5. The heat-dissipating fin assembly as claimed in claim 4, wherein the engaging projections of the second plane of the rear fin plate are bent to enclose the two ends of the first plane of the adjacent front fin plate to interlock the two fin plates together.

6. The heat-dissipating fin assembly as claimed in claim 4, wherein the flange comprises a connecting portion formed to connect the first and second planes together.

7. The heat-dissipating fin assembly as claimed in claim 6, wherein the connecting portion is arc-shaped.

8. The heat-dissipating fin assembly as claimed in claim 1, wherein the second plane of the rear fin plate tightly covers the first plane of the adjacent front plate.

9. The heat-dissipating fin assembly as claimed in claim 8, wherein the second plane has a breadth the same as that of the first plane.

10. The heat-dissipating fin assembly as claimed in claim 8, wherein all the second planes form flat top and bottom surfaces at top and bottom of the heat-dissipating fin assembly respectively.

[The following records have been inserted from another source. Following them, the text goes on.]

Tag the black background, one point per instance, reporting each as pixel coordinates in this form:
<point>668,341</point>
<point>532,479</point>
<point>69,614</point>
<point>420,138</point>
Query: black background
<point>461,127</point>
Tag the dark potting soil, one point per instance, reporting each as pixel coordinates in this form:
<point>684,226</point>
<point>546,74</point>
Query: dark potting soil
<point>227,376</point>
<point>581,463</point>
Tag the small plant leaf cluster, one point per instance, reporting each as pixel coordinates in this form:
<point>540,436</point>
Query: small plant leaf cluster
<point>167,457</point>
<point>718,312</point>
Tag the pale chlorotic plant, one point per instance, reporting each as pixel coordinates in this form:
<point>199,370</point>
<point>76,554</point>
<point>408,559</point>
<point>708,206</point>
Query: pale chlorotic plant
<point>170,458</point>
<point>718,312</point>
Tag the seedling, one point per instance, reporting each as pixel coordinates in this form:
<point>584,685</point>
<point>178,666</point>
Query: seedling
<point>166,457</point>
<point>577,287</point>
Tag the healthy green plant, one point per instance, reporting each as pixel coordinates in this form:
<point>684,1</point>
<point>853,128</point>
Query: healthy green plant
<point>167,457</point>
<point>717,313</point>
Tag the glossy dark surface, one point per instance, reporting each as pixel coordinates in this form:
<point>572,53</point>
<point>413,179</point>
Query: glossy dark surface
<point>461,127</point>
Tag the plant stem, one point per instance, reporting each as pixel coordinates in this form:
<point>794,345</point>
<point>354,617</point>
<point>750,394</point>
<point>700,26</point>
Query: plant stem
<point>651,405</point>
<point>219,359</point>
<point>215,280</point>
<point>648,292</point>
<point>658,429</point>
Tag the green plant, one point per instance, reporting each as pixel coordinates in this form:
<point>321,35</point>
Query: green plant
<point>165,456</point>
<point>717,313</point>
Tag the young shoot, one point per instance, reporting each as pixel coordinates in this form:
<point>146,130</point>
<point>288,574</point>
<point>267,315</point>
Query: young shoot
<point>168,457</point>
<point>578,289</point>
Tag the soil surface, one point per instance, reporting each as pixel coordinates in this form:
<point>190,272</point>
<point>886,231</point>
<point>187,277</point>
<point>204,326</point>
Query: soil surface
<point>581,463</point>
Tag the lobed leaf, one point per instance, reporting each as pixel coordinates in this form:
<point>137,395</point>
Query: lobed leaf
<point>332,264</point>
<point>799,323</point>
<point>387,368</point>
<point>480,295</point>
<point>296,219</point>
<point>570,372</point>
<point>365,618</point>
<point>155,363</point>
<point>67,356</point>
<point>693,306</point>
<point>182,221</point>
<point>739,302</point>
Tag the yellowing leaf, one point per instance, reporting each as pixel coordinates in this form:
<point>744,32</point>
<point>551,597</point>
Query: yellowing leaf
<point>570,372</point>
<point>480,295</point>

11. A fin plate for a fin assembly for a heat dissipation device, comprising:

a rectangular main body having a bottom side, a top side opposite the bottom side and two opposite lateral sides connecting the top and bottom sides;

a flange extending from the bottom side of the main body, wherein the flange includes a first plane extending from the main body and a second plane extending from the first plane, the first and second planes being located at different levels with the second plane is located below the first plane.

12. The fin plate as claimed in claim 11, wherein the first plane and the second plane have the same breadth as viewed from the lateral side of the main body.

13. The fin plate as claimed in claim 11, wherein the second plane has a length which is longer than that of the first plane.

14. The fin plate as claimed in claim 11, wherein the flange comprises an arc-shaped connecting portion formed between the first and second planes to connect the first and second planes together.

15. The fin plate as claimed in claim 11, wherein the first and second planes are spaced from each other a distance which is substantially the same as a thickness of the fin plate.

16. The fin plate as claimed in claim 12, wherein the second plane has a length which is longer than that of the first plane.

17. The fin plate as claimed in claim 16, wherein the flange comprises an arc-shaped connecting portion formed between the first and second planes to connect the first and second planes together.

18. The fin plate as claimed in claim 17, wherein the first and the second planes are spaced from each other a distance with is substantially the same as a thickness of the fin plate.